Train enthusiast creates his own world on rails

SİMAY KESKİNTEPE
ISTANBUL
Published 30.07.2018 23:00
Updated 30.07.2018 23:03
Since 2015, Şenturan has worked on a prototype of the “Baureihe 56 569,” a train that was produced in Germany between 1934-1941.
Since 2015, Şenturan has worked on a prototype of the “Baureihe 56 569,” a train that was produced in Germany between 1934-1941.

A personal interest in trains has turned into a full time hobby for an Istanbul architect who is famous for his model trains that function like real trains and are similar to them down to the last detail


Şenturan dedicated the last 50 years of his life to building model trains that look exactly like the originals.

Three little girls, waiting in the dark, heard the sound: "chuff chuff!" The train was coming behind a big green mountain, curling up into a tunnel. The steaming train was passing through little villages on the rocky railways and its light was shining on the silver rails, big green oaks and miniature people along the way.

It was so realistic that my mind as a child had a hard time to comprehend that the train model was not real but a toy. But was it just a toy? I had trains and a Lego railway but this one was a lot bigger than I could have imagined and it was way too real, like the ones that we rode on to go home between Haydarpaşa Train Station and the train station in Bostancı. We wanted to watch it again and again, until someone turned the lights on and washed away the magic of the train journey for me and my friends.

Today, as I grow up, every time I visit the dear architect Sami Şenturan and his family, I cannot take my eyes of the railway he built that circulates through his home. I have always been curious about how he became a train spotter. His elbow grease can be seen in every detail of the trains. He has devoted himself to his trains and is one of a kind.

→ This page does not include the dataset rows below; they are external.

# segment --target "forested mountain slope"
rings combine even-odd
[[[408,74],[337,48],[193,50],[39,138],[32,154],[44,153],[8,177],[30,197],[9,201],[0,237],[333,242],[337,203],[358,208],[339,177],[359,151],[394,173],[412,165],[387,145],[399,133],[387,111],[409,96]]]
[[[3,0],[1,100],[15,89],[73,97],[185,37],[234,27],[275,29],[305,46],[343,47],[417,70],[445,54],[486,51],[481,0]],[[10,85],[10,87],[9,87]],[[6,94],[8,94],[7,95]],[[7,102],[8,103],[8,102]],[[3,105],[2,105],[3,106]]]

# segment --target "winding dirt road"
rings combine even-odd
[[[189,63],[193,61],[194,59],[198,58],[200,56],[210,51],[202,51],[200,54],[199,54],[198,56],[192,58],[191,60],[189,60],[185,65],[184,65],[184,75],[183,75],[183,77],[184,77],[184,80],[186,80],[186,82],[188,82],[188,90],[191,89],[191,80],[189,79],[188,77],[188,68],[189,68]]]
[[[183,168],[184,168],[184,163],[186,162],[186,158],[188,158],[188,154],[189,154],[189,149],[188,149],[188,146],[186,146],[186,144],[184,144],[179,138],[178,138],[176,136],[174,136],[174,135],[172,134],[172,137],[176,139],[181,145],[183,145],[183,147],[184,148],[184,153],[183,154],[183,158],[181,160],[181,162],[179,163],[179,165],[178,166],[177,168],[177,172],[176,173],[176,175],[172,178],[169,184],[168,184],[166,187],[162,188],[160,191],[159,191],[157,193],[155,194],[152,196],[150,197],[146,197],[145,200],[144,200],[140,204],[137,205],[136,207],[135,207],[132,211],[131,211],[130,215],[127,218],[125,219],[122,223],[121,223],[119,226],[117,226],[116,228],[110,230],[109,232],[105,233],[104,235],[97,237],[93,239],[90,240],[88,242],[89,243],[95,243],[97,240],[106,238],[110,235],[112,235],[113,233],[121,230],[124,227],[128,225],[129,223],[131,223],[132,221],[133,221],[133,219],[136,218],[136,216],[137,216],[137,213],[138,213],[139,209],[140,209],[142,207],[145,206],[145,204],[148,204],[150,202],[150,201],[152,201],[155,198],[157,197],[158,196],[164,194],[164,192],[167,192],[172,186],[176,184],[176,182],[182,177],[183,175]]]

Şenturan is a locomotive enthusiast who dedicated the last 50 years of his life to building model trains that look exactly like the originals. Şenturan's locomotives are modeled with details and advanced functionality and he uses incredible materials to create actual trains, from the mechanism to each tiny detail. He sizes each part; each material, from the tiniest hole to the steaming, until they fit together. Each part of the trains is handmade and genuine. In fact, Şenturan is the first official architectural model designer of Turkey.

Sami Şenturan was born in 1957, Turkey and graduated from Istanbul Technical University's Department of Architecture. Once he became familiar with the steam train, he was impressed by its power. His admiration for trains dates back to his childhood, when he went on his first train journey from Diyarbakir to Erzurum.

"The train was going past Lake Keban, I was watching from the window looking outside. Then it went into a tunnel and people closed the windows. The sound was so strong. The wagon was pulled by the most powerful thing I had ever seen; for a child that had only seen a taxi, the camels of those times. Its aesthetic mesmerized [me] and that was how I fall in love with trains," recalled Şenturan.

After years, he understood that he had been taken in by the trains' aesthetics, and began to learn of the role of trains in the Industrial Revolution, and has devoted his life to steam locomotives and trains since.

Şenturan said: "As the German-born architect Ludwig Mies van der Rohe said, 'God is in the detail.' I devoted myself to this dream. You can see it in every part of the pieces. They make me hold on to my life."

Şenturan has not only collected many parts for his model trains but also many memories of his train trips around the world. In my recent visit to his house, Şenturan told me that his favorite train trip was the one he took in 2005 to London. "It was the day when my daughters and I took the 'Harry Potter' train, the original Hogwarts Express," said Şenturan.

Şenturan, who is also the founder of the first architectural modelling company, has taken on many model train projects and diorama works in the last 50 years. And a few years back he started his own train model hobby group " Loco-S" with his daughter.

Since 2015, he has worked on the prototype of "Baureihe 56 569" a train was produced in Germany between 1934-1941, by planning, modelling and revising the working principles of the "Steam Machine driven by Air-Pump."

As he works on the project "56 569," he takes help from Soner Açıkel, an electrical engineer from Istanbul Technical University for the ideas of electronic projects and also improvements.

After approximately 10 years of research and development and prototyping, the process for Loco-S' first sample "No 56 569" is continuing full steam ahead and it will be on the track for Q3, 2018.

Loco-S, aims to use products authentically; along with top-quality hardware and labor with state of the art technology, while staying loyal to the genuine model. All products are formed by metal and metal-derived components, furthermore they are assembled by hand, and consist of more than a thousand pieces. These models are getting ready to become unique pieces all around the world, and collectors are holding their breath to see these masterpieces. Once you see how devoted the Şenturan is and hear more about his stories, the trains begin to gain more meaning.

He works with his daughter Şebnem Şenturan, interior architect, in the modelling and production process, and they are planning to carry out the current projects as "professional partners." He devotes himself to his dream and one day wants to hand down his masterpieces to his daughter. He says that these trains are healing him as he is gets old. At the same time, Şebnem has been writing her university thesis about this meticulous duty and says she carries her father's works of art and his dream as her inheritance.